E’ chiaro dal testo che la responsabilità non è degli Dei, della Ate o della Moira, ma di colui che ha agito e che tenta così di discolparsi. Ciò è esplicitato nell’Odissea, quando Zeus si rammarica del fatto che gli uomini diano agli Dei la colpa delle sventure che si procurano da soli (Od. I, 32-44), ma già nell’Iliade è evidente dai fatti: l’autodifesa di Agamennone è stata implicitamente smentita dal poeta che, pur facendo sempre notare i frequenti interventi divini, non ci ha detto nulla sulle presunte responsabilità che l’Atride attribuisce ad altri agenti che lo avrebbero accecato. Non è difficile capire quale peso Omero dia a questo discorso di Agamennone.

Il riferimento all’accecamento però, al di là del fatto di esser stato provocato da un agente divino, non è del tutto privo di consistenza. Nella scena della disputa tra Achille ed Agamennone il poeta descrive una situazione nella quale i due protagonisti non hanno intenzionalmente voluto quel che poi invece è successo: Achille convoca l’assemblea pensando al bene di tutti ed Agamennone è disposto a cedere nell’interesse della collettività. Agamennone, come capo supremo dell’esercito, è però subito preoccupato del proprio prestigio, di come cioè poter mantenere il rispetto dell’esercito pur facendo un passo indietro per il bene di tutti: la sua posizione, in effetti, non è facile e con due insuccessi di fila (l’offesa al sacerdote contro il parere degli altri Achei, con conseguente danno pubblico, e la cessione del proprio premio, con conseguente danno personale) non farebbe una gran bella figura.

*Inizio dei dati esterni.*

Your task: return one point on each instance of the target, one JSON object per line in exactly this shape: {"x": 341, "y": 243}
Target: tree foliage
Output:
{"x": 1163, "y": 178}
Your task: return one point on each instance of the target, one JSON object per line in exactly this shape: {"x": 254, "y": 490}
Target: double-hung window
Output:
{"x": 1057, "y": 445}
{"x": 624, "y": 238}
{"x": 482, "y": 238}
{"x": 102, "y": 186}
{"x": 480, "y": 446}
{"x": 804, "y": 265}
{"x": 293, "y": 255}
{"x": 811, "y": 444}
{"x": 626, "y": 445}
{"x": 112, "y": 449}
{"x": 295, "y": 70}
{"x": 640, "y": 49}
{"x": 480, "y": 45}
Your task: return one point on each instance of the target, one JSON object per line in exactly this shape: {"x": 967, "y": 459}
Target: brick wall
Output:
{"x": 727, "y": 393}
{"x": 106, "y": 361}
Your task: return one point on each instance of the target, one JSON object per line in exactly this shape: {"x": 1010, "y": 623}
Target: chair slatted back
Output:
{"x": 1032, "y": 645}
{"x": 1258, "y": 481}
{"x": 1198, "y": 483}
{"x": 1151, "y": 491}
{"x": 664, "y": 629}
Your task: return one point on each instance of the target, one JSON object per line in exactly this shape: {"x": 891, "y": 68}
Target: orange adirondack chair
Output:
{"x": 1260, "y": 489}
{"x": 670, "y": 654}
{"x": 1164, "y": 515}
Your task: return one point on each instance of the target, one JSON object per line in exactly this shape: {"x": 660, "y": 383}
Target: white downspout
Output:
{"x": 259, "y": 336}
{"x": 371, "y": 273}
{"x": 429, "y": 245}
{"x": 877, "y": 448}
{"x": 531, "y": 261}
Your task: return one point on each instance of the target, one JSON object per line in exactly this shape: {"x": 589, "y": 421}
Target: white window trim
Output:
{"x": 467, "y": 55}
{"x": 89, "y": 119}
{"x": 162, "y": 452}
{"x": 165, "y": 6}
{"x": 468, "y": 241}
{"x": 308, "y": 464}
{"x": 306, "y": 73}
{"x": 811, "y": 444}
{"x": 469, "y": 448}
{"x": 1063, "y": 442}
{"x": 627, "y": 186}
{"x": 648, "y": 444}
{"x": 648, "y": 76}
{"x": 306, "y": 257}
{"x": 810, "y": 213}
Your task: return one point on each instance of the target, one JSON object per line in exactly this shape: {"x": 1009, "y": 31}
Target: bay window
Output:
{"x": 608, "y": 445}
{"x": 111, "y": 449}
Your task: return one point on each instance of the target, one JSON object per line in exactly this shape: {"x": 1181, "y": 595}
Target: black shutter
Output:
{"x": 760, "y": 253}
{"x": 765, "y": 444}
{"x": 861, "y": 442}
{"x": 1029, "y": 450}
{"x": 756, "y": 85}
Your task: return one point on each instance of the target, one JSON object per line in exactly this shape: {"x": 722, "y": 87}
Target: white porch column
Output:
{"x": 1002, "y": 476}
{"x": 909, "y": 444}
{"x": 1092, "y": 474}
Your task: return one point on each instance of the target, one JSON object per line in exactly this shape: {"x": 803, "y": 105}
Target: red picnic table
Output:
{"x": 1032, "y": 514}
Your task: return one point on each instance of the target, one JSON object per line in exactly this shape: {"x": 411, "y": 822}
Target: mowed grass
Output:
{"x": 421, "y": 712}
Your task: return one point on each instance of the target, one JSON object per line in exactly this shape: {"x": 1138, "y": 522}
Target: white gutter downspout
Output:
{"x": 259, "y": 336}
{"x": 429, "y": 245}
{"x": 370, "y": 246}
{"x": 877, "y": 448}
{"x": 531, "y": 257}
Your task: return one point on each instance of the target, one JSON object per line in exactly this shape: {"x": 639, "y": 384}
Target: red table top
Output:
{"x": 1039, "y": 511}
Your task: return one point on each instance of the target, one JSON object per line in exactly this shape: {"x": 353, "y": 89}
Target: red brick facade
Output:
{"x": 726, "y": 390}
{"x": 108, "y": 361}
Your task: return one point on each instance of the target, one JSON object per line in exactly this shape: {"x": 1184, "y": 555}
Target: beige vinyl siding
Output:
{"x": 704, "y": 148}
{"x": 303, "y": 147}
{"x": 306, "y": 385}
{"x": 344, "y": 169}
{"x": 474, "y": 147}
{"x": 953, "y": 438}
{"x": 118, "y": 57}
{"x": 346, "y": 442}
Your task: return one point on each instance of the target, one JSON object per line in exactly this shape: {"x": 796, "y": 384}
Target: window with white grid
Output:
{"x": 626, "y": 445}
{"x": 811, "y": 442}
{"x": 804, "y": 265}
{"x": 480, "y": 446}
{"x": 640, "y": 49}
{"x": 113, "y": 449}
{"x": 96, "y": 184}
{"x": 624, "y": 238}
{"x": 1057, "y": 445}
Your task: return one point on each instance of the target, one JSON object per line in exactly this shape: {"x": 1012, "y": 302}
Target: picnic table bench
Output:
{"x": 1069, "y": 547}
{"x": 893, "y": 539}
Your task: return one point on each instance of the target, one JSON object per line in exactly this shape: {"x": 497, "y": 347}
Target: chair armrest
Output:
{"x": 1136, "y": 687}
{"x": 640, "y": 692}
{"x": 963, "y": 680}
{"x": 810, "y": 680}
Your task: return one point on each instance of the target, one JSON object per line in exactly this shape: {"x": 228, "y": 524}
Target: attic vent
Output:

Tenta quindi di mettere in chiaro davanti a tutti che non accetterà di rimanere lui solo privo di quella manifestazione tangibile di onore che è la preda di guerra. Non c’è dubbio che la responsabilità più grave sia di Agamennone, come lui stesso riconoscerà, ma Achille, evidentemente anche per inesperienza, non prova nemmeno a trovare una soluzione onorevole per il comandante supremo, per esempio rimandando ad un secondo momento e in privato la soluzione del problema, come probabilmente avrebbero fatto Odisseo o Nestore. Bisogna anche osservare che la vicenda sarà di valido insegnamento per il futuro: in occasione dei giochi funebri di Patroclo, Achille si dimostrerà molto più diplomatico nel tener conto delle necessità e delle sensibilità altrui, ed alla fine del poema Agamennone sarà molto più propenso alla moderazione e alla saggezza che non al principio. Comunque è chiaro che inizialmente sia Achille che Agamennone sono mossi dalla responsabilità di provvedere al bene comune e che ne vengono distolti alla fine per errori di valutazione: da qui il rimando all’accecamento.

L’attribuzione di responsabilità ad agenti esterni, soprannaturali, poteva essere invocata dal singolo per tentare di scagionarsi o almeno alleviare le proprie responsabilità, per rendere più disposti alla riconciliazione gli uomini ai quali avesse fatto torto, se costoro erano disposti ad essere indulgenti con lui, con quelle che potremmo definire circostanze attenuanti: in poche parole, «non ero del tutto in grado di intendere e di volere». Che poi fosse presa sul serio, dipendeva dalla predisposizione caratteriale dell’ascoltatore e dalla personale simpatia nei confronti del “presunto colpevole”. Così, quando si era inclini ad evitare una severità di giudizio che avrebbe potuto comportare conseguenze radicali che non si desiderava provocare, queste attenuanti potevano essere efficacemente fatte valere, consentendo l’appianamento di un eventuale conflitto. Per questo motivo valgono, nel caso, all’interno della stessa comunità, non all’esterno di essa.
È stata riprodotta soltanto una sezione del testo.